[香港 24日 ロイター] - 香港の陳茂波(ポール・チャン)財政官は24日、域内経済が史上最長のリセッション(景気後退)から回復すると予想し、2021/22年度の財政赤字が大幅に縮小するとの見通しを示した。

香港は新型コロナウイルス感染拡大前の2019年から、民主派の抗議活動や米中貿易摩擦の影響などで景気後退に陥っている。

陳氏は21/22年度の財政赤字を1016億香港ドル(131億米ドル)と予想。過去最大となる20/21年度の2576億香港ドル(推定)から縮小するとの見通しを示した。

20/21年度は、個人向け現金給付や企業向けの税軽減策など新型コロナに関連した支援策が重しとなり、赤字額が当初計画を大幅に上回った。

陳氏は議会で「新型コロナ流行はなお続いており、香港経済はまだリセッションから脱却していない」とし、新年度予算案は「経済の安定化と人々の負担軽減に軸足を置く」と述べた。

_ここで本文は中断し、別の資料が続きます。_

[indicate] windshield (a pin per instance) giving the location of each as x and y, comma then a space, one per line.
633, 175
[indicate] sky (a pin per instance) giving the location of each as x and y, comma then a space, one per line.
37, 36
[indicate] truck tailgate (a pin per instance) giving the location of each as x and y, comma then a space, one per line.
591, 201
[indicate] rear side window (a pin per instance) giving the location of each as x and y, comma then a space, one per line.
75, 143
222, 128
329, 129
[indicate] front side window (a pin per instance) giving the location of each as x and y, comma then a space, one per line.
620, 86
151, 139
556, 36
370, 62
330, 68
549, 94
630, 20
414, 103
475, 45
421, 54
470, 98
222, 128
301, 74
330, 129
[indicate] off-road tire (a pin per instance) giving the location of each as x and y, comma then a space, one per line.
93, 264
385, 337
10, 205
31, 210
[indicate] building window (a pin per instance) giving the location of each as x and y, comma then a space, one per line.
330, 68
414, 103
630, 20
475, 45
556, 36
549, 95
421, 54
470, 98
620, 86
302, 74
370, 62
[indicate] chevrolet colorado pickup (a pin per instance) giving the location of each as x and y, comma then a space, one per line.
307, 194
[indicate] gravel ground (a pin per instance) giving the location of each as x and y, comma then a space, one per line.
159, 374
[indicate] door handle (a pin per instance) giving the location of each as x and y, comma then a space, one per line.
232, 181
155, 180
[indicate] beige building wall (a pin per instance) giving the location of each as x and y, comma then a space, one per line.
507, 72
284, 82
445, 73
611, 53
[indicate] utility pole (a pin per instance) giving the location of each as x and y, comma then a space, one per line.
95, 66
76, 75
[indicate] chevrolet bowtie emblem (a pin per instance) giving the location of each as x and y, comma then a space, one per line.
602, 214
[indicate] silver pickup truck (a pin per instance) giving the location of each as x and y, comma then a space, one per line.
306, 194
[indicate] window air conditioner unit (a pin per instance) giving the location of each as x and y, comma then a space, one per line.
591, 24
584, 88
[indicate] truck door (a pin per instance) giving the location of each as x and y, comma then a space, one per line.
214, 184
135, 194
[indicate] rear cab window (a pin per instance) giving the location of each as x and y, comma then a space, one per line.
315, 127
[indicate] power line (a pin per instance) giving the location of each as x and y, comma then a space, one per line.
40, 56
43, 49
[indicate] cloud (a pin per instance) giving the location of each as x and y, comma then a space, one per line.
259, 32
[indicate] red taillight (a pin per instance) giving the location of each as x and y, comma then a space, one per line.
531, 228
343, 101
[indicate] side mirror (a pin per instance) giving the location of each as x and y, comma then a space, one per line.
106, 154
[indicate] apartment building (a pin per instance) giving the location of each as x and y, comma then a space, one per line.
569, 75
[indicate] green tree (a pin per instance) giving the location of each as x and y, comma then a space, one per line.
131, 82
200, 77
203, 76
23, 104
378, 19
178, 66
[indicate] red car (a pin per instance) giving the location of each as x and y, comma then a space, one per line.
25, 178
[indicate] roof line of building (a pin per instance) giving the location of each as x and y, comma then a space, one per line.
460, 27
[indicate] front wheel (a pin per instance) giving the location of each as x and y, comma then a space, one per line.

消費や企業活動の回復を支えるため、予算案では個人向けの5000香港ドルの割引券や、企業向けの減税などのほか、観光、テクノロジーセクターへの支援を盛り込んだ。

歳入面では、株取引に課す印紙税を0.1%から0.13%に引き上げる。

2021年の経済成長率は3.5─5.5%、2022─25年の平均成長率は3.3%と予想した。20年はマイナス6.1%で、1962年以降で最大の落ち込みとなった。